More meaningful land use
For those living in areas with severe housing shortages, the potential for more meaningful land use that could come from the introduction of the autonomous car could play a huge role in shaping housing markets. The theory is that vehicles will initially be unaffordable to most households and will be used primarily in a rideshare fashion. With fewer people owning cars and fewer cars on the road, it’s possible that gas stations, parking garages, auto dealerships and parking lots could be reimagined into housing or green spaces.
This change could have a significant impact on residential real estate, as space for garages will no longer be needed to house a fleet of family vehicles. Existing garages could be converted to storage, room additions, or accessory dwellings, resulting in more livable space.
Reduced construction costs
The cost of moving materials dramatically impacts construction costs. Behind each delivery of material, supplies, and equipment is a team that must be scheduled, dispatched, and monitored. The introduction of autonomous vehicles will likely produce back-end changes to transportation that will automate scheduling and eliminate staff changes and driving breaks.
Additionally, with fewer vehicles on the road, developers can push for greater deregulation of required parking spots for multifamily buildings. Not only do these requirements push developers to construct densely packed tower-style buildings, but they can also cause severe delays or derail a project altogether. The construction of required parking can be anywhere from $25,000 – $50,000 per spot, easily pushing rents up an additional $300 per month. Reducing the need for parking will decrease costs to developers and tenants.

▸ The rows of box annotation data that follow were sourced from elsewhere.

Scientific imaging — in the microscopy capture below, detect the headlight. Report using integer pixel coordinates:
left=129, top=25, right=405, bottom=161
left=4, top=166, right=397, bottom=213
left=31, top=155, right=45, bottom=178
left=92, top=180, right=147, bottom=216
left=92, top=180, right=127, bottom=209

What does this mean for the future of real estate?
Although it is too early to know the ultimate impact on real estate values, an easy projection is that, with fewer cars on the road, the spaces they used to occupy will be changed, literally paving the way for more housing. The rise of autonomous vehicle technology could also mean that location — the primary underpinning of real estate value — will unravel.
For example, those working in large cities have had to choose between paying a premium for a home closer to work or slogging through a daily commute for a more affordable place to live. However, with access to autonomous transportation, people may no longer care about a long commute if they can do something more meaningful with their time, such as check emails, prepare for presentations, or catch up on reading. The ability to live where you want could cause values in central cities to dip as demand for homes close to public transportation or job centers no longer command a premium.
It will be some time before we see the complete absence of human drivers — but the impacts of driverless technology are certain to shake up real estate as we know it.
Olivier Grinda is CEO and cofounder of real estate company Home61.